Teratologic Evaluation of Diethylhexyl Phthalate (CAS No. 117-81-7) in CD-1 Mice
Report Date: July 20, 1983
The following abstract presents results of a study conducted by a contract laboratory for the National Toxicology Program. The findings may not have been peer reviewed and were not evaluated in accordance with the levels of evidence criteria established by NTP in March 2009. For more information, see the Explanation of Levels of Evidence for Developmental Toxicity. The findings and conclusions for this study should not be construed to represent the views of NTP or the U.S. Government.
Diethylhexyl Phthalate, a widely used plasticizing agent, was evaluated for teratogenicity following maternal exposure. Timed-pregnant CD-1 mice were exposed to DEHP in the feed on gestational days 0 through 17 at levels of 0.15% (1500 ppm), 0.10% (1000 ppm), 0.05% (500 ppm), 0.025% (250 ppm) or 0.0% (0 ppm). These dose groups are referred to as DEHP-0.15, DEHP-0.10, DEHP-0.05, DEHP-0.025 or DEHP-0.0, respectively. Dams were weighed on gestational days 0, 4, 8, 12, 16 and 17 (immediately following sacrifice), and were observed for clinical signs of toxicity. Food and water were also measured on these days. At sacrifice on gestational day 17, maternal blood was taken for subsequent plasma zinc analysis, and dams were evaluated for body weight, liver weight, gravid uterine weight and status of uterine implantation sites (i.e., resorptions, dead fetuses, live fetuses). Live fetuses were dissected from the uterus, fetal blood was collected for subsequent plasma zinc analysis and fetuses were evaluated for live litter size, body weights, sex ratios and gross morphological abnormalities. All live fetuses were examined for visceral malformations employing the Staples' fresh tissue dissection method (Staples, 1974). Half of the fetuses were decapitated prior to dissection and the heads were fixed in Bouin's solution for freehand sectioning and examination (Wilson's Technique). All fetal carcasses were cleared and stained with Alizarin Red S and examined for skeletal malformations.

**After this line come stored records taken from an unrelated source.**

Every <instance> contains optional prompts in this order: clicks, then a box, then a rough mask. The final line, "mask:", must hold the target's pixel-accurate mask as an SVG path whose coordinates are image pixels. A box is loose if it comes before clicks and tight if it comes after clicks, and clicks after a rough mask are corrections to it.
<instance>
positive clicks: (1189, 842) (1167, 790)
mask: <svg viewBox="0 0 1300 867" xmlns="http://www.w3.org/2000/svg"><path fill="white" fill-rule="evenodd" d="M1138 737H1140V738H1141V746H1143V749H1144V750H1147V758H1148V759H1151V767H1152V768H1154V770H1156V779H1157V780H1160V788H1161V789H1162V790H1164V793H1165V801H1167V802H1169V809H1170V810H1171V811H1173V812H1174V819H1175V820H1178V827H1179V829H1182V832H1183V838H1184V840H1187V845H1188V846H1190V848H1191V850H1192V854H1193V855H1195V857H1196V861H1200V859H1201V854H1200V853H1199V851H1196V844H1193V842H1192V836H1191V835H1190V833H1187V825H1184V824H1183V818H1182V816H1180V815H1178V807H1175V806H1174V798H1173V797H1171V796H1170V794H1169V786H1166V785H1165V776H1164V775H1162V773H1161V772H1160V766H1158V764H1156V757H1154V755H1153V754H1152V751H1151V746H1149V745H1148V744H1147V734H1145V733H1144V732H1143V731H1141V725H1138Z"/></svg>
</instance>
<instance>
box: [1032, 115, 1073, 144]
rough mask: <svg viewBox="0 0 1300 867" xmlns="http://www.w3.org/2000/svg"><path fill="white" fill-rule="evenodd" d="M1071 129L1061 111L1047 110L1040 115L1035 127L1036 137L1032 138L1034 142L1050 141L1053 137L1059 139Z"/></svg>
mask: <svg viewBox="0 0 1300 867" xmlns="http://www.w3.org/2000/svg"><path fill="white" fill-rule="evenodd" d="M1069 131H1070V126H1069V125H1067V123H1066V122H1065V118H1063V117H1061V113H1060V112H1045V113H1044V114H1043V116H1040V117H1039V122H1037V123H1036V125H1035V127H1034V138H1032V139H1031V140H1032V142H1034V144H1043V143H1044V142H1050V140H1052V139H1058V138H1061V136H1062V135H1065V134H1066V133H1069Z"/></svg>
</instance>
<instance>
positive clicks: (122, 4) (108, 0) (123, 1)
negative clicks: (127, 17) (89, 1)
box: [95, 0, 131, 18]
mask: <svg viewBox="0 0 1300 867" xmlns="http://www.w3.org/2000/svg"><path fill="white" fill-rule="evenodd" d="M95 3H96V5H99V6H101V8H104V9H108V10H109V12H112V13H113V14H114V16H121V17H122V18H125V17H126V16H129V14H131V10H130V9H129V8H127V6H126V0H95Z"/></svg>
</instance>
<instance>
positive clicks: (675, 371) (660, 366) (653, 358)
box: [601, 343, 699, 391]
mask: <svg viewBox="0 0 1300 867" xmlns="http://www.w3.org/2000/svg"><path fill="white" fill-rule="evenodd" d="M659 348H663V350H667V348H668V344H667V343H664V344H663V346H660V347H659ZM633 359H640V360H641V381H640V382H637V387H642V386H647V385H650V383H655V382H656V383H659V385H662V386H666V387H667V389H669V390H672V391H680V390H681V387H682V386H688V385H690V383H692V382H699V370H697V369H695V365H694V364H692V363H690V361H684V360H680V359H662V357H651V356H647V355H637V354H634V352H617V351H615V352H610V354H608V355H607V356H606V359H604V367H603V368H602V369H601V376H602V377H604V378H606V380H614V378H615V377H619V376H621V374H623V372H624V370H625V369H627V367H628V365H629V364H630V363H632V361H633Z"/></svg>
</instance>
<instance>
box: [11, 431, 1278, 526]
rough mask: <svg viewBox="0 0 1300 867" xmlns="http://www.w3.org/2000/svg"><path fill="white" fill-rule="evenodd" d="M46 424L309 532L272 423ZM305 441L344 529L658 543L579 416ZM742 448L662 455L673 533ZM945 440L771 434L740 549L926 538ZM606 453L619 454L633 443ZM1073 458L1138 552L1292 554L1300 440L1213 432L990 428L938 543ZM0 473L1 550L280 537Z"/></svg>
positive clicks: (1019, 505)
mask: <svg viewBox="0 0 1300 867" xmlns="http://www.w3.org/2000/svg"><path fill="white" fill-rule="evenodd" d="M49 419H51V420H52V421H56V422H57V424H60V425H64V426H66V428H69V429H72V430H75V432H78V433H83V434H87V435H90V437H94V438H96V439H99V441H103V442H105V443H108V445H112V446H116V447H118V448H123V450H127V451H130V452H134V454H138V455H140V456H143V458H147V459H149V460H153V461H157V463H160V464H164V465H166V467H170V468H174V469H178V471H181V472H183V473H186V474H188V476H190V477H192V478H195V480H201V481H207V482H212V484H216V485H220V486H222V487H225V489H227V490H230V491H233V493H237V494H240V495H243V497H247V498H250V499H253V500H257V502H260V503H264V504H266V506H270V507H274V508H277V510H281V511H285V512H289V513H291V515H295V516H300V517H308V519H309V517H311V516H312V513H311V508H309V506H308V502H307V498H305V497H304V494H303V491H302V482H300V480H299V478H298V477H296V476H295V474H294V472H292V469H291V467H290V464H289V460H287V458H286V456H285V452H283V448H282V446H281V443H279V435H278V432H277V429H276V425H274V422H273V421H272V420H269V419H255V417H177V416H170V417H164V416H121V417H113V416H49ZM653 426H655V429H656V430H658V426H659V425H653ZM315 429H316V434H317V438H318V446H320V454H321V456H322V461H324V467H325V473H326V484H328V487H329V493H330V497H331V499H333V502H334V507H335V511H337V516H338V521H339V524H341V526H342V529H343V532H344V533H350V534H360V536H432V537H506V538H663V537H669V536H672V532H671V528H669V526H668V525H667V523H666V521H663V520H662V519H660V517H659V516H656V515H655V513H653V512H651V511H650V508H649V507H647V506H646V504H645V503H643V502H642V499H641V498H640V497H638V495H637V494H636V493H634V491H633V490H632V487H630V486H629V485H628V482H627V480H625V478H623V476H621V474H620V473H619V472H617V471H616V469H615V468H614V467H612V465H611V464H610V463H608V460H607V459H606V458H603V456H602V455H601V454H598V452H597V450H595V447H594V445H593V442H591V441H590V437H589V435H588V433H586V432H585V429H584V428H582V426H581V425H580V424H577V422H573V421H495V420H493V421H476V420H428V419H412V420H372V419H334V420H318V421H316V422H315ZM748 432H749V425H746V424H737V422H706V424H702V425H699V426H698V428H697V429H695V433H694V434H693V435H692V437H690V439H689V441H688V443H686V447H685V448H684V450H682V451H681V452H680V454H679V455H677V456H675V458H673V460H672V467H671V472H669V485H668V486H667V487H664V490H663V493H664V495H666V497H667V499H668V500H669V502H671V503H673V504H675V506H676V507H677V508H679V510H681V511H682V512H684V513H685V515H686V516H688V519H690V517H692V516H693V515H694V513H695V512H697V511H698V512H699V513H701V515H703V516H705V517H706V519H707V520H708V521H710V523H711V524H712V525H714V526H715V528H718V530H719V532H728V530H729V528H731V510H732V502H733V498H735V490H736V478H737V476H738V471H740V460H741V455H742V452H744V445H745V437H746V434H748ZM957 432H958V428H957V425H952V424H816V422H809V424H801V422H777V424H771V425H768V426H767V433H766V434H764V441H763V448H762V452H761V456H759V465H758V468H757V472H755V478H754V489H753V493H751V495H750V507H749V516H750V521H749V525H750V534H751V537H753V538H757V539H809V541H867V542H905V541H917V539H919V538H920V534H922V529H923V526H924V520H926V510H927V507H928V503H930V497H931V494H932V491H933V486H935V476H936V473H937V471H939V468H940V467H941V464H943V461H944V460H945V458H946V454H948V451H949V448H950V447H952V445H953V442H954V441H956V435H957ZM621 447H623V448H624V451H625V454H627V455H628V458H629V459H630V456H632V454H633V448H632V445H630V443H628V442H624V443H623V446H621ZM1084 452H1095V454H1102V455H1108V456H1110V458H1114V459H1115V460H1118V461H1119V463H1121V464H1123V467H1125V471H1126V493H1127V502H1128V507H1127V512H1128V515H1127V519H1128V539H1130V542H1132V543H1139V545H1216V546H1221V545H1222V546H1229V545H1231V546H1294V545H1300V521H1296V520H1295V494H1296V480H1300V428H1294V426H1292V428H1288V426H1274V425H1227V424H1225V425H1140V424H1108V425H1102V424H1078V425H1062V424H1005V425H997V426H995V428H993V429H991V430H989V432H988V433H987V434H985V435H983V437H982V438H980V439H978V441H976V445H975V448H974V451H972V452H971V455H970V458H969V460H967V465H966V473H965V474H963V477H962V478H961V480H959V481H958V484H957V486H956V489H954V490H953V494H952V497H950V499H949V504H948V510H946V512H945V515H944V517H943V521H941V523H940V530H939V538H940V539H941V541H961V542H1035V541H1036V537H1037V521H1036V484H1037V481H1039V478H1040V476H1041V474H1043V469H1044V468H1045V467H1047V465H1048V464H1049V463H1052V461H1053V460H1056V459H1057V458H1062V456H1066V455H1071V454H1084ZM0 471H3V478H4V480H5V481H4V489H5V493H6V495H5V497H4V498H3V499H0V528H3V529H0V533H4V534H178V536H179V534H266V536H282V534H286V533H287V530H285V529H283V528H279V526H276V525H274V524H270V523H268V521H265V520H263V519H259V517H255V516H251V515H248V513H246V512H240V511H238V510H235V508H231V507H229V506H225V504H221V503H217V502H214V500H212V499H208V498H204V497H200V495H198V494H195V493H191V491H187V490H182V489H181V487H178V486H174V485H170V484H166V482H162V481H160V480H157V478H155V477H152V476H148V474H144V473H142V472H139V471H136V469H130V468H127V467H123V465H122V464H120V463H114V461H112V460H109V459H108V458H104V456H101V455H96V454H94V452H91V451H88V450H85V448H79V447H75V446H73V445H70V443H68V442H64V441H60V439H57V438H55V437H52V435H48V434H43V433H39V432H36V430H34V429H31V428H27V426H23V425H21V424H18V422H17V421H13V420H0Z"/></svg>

There was no maternal mortality in any dose group in this study. There was a significant dose-response trend toward reduced maternal body weight on gestational days 12, 16, and 17 but not gestational days 0 (prior to onset of exposure), 4 or 8, with the values from DEHP-0.10 and DEHP-0.15 dose groups significantly lower than in controls for gd 12, 16 and 17 weights. Maternal weight gain during gestation or treatment, was significant for trend with the values from the DEHP-0.10, and DEHP-0.15 dose groups lower than in controls. Gravid uterine weight exhibited a dose-related decrease with the values from DEHP-0.10 and DEHP-0.15 dose groups significantly lower than in controls. Maternal relative liver weight exhibited a dose-related increase with values for the DEHP-0.10 and DEHP-0.15 dose groups higher than for controls. Clinical signs of toxicity, which included piloerection, lethargy, and rough coat were seen in all DEHP dose groups in a dose-related manner. There were no dose-related differences observed in the number of corpora lutea or implantation sites per dam, nor in the percent preimplantation loss. The number and percent of resorptions, dead, nonlive (dead plus resorbed), and affected (nonlive plus malformed) per litter were all increased in a dose-dependent manner with the values for the DEHP-0.10 and DEHP-0.15 dose groups significantly higher than for controls for all of these parameters. Number of live fetuses and number of males or females per litter exhibited a dose-related decrease with the value for DEHP-0.10 and DEPH-0.15 groups significantly lower than in controls for total fetuses and females. For males per litter, only the DEHP-0.15 dose group value was reduced relative to controls. There were dose- related decreases in body weight for male and female fetuses combined and separately per litter; values for these three parameters were significantly reduced in the DEHP-0.15 dose group relative to controls. Female fetal body weight per litter was also reduced in the DEHP-0.10 group relative to controls. There were significant dose-related increases in the number and percentage of fetuses malformed per litter, and in the number or percentage of male or female fetuses malformed per litter. Plasma zinc analysis indicated no apparent differences between DEHP-exposed dams and fetuses and controls.
In conclusion, diethylhexyl phthalate in the feed was teratogenic to CD-1 mice exposed during the entire gestation period (gestational days 0 through 17), at dose levels which produced significant maternal and other fetal toxicity, i.e., 0.10% and 0.15%, and at a dose level which produced no significant maternal or other fetal toxicity (0.05% DEHP). Major malformations observed included external, visceral and skeletal defects. The no observable effect level for DEHP in this study was 0.025%, where there was no significant maternal or fetal toxicity, including teratogenicity.